Molti siti Web fanno anche l’errore di aumentare la quantità di notizie che pubblicano. Un altro elemento che certamente aiuta a far scappare la gente è l’utilizzo dei siti come propaganda. Il comunicato stampa è la classica propaganda, è una sviolinata auto-celebrativa (parla uno che ha scritte un bel po’).

Storicamente i comunicati stampa non hanno mai avuto lo scopo di essere letti dal pubblico. Erano un modo di vendere una storia alla stampa. Hanno un posto nell’archivio stampa di un sito, ma non dovrebbero stare nella homepage. La pubblicazione di un comunicato stampa sulla homepage rivela che il comunicatore è troppo pigro per prendere il comunicato e farne una storia.

Abbiamo a che fare con un mondo che esplode di notizie. Uno studio pubblicato a Giugno 2008 da ‘The Associated Press’ sul consumo delle notizie da parte dei giovani adulti [http://www.ap.org/newmodel.pdf], ha rilevato segnali crescenti di “fatica da notizie”. Uno dei risultati negativi della fatica da notizie è che più i giovani vengono sommersi dalle notizie e più ne sono insoddisfatti, meno impegno hanno voglia di dedicargli.

Lo studio va avanti affermando che “il pubblico giovane ha poca pazienza con questi formati che promettono ma non danno”. Non è solo il pubblico giovane che si dimostra impaziente e scettico; mi ricordo una volta che ero con un ingegnere che stava scorrendo la homepage della sua organizzazione. Scosse la testa e sorrise cinicamente, “Non un’altra storia da relazioni pubbliche: ‘la nostra grande organizzazione salva il mondo e nutre i bambini affamati’, sogghignò. “Voglio notizie concrete, notizie pratiche che mi diano idee per nuovi prodotti”.
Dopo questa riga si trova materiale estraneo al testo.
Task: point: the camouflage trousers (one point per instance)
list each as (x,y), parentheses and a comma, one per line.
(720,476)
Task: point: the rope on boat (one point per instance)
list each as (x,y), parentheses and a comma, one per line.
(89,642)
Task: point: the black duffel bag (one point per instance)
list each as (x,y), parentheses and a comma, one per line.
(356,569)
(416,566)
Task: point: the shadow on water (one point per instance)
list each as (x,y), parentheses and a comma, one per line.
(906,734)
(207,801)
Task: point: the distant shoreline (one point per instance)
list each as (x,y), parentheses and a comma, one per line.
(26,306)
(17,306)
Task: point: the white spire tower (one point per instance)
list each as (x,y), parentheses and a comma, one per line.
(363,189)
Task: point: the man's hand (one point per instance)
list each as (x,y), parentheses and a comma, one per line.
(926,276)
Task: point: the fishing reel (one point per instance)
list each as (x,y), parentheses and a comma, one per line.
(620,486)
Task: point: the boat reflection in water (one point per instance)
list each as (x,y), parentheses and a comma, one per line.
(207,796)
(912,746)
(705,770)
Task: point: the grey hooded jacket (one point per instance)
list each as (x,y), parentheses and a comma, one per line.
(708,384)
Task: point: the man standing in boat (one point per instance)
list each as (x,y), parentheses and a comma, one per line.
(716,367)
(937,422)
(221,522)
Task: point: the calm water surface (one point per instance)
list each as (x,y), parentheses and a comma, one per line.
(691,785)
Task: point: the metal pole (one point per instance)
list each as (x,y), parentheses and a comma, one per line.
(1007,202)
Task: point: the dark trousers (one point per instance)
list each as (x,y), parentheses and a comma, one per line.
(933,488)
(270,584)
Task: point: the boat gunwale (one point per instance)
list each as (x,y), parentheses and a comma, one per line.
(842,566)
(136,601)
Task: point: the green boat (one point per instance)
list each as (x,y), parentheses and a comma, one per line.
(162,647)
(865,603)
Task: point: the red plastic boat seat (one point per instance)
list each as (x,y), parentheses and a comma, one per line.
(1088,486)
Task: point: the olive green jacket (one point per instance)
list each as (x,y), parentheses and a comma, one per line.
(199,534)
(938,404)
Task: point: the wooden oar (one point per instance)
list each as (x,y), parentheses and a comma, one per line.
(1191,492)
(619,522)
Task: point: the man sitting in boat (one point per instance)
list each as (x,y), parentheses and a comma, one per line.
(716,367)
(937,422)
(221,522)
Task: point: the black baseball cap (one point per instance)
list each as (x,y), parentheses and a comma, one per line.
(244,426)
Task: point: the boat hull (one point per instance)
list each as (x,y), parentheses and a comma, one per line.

“I consumatori illuminati trasformano le notizie in moneta sociale che può essere utilizzata in una varietà di situazioni interpersonali, per apparire acuti, per stare in relazione con la famiglie e gli amici e perfino per salire i gradini della scala socio-economica”, afferma lo studio della “Associated Press”.

I concetti concorrenti di “fatica da notizie” e “notizie come moneta sociale” spiccano fra questi risultati”, continua lo studio. “Questa ricerca ha dimostrato che in modo trasversale agli ambiti culturali, le notizie possono accendere l’interesse dei consumatori, così facilmente come lo possono spengere. Il punto chiave che ne determina il valore per il pubblico è se si tratta di una notizia che si può utilizzare o no”.
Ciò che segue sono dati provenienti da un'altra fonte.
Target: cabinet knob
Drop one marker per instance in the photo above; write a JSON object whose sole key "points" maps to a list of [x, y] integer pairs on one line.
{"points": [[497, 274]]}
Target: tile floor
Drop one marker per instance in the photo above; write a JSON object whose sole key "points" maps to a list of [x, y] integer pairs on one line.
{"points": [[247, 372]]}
In un’era di deficit di attenzione ed impazienza, le notizie pubblicate sui siti delle organizzazioni e sulle intranet devono essere brutalmente improntate all’azione e pertinenti: devono aiutare le gente a fare cose, devono essere pratiche e concrete. Devono essere notizie che valgono la pena, non semplicemente mandate su perché è Martedì e dobbiamo pubblicare qualcosa.

I clienti hanno bisogno di notizie che possono usare.